By Leilani Haywood
After Kansas City’s City Council defeated a proposed ordinance to cede 95 acres to Lee’s Summit and the Paragon Star project, project architects deleted that land from their master plan. Kansas City stakeholders in the 95 acres adjacent to the planned development support the Paragon Star project but don’t want to lose possible revenue that could benefit Hickman Mills school district and south Kansas City.
Kansas City Councilman Scott Taylor representing the 6th district which is south of I-470 going east from State Line Rd. to View High Dr. and south to 155th St. says, “Everybody in Kansas City thinks this is good development for Lee’s Summit. The issue is really giving up land currently owned by Kansas City Missouri for nothing. The thought of giving up land to another community for nothing in return for potential lost tax revenue for the school district was one of the issues.”
Taylor added that South Kansas City is enjoying a lot of momentum with the new Cerner campus that created thousands of jobs. “People are proud of South Kansas City with development that’s happened last couple of years. We’re looking forward to Cerner’s next phase of expansion which should bring another 3,000 new jobs to the campus.”
South Kansas City Alliance President Stacy Johnson said she was shocked that Kansas City was even considering ceding 95 acres. “It didn’t make sense that our city would be willing to cede future tax dollars. Traffic was a big issue but the bigger issue was the loss of future revenue for our city for Hickman Mills school district.” The additional 95 acres would have created a parkway connecting I-470 and Bannister Rd which would have provided a northern access point into the development.
After that defeat with Kansas City, Paragon Star regrouped with the city of Lee’s Summit that approved forming a Transportation Development District (TDD) or the I-470 Western Gateway Transportation
Development District at the January 18 meeting.

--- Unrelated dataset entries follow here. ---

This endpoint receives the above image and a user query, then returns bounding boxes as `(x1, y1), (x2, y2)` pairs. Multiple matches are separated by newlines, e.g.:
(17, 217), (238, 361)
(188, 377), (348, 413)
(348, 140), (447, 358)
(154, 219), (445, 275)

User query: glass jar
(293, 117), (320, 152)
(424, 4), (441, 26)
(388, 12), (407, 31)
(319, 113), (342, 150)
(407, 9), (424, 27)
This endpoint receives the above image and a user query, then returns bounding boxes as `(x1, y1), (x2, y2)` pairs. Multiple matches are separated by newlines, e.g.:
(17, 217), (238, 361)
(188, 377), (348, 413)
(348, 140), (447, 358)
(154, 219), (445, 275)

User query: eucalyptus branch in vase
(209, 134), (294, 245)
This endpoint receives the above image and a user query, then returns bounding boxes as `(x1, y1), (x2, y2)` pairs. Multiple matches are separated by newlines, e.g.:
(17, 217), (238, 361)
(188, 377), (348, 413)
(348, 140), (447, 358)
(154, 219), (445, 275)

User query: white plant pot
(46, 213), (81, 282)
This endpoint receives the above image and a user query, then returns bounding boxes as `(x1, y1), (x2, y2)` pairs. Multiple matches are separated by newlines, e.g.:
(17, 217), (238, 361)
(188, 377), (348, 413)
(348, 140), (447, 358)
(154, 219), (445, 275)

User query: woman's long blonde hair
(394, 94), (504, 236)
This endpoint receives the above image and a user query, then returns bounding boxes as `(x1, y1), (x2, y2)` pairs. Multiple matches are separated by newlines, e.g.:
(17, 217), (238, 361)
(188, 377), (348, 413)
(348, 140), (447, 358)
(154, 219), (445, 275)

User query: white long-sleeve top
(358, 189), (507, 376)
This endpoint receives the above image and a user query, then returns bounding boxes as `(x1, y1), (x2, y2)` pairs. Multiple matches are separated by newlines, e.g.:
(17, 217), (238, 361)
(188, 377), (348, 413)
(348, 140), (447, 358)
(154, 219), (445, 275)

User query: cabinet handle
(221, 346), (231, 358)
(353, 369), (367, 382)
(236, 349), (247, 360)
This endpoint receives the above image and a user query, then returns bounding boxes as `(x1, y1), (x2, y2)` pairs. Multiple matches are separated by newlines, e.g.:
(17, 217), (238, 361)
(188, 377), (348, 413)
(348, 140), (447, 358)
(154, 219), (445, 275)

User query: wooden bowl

The TDD levies an additional 1% sales tax on Summit Wood shoppers and expands to 490 acres with the Paragon Star development and some tracts along I-470.
Lee’s Summit Councilman Dave Mosby expressed concern that shoppers are bearing the burden of paying for the project. “We are put the burden of many costs of this project on the shopper,” he said.
Mosby attempted to have five items related to development on private land removed from the proposed ordinance for the TDD that he thought shouldn’t be paid by the sales tax but was defeated. The ordinance creating the TDD passed with a 5-3 vote. Councilmembers who voted in favor of the TDD include Rob Binney, Trish Carlyle, Craig Faith, Diane Forte and Diane Seif. Councilmembers Phyllis Edson, Dave Mosby and Fred DeMoro voted ‘no’ on the measure.
The projected 210-acre $400 million mixed use development at the intersection of View High Drive and I-470 is expected to generate an additional $7 million in sales tax revenue. The sports and recreation complex will include baseball fields, a clubhouse and cantina as well as a major trail head serving the Little Blue Trace and Rock Island Corridor Trails as well as a field house. There will also be bocce, pickleball and sand volleyball courts as well as a zipline and rope course and Ferris wheel.
The development also includes two hotels, several restaurants and a shopping district. Developers and city officials broke ground in November 2016 with plans to open the first soccer fields this spring. Lee’s Summit is already providing an estimated $13 million in tax increment financing for the soccer complex and retail village.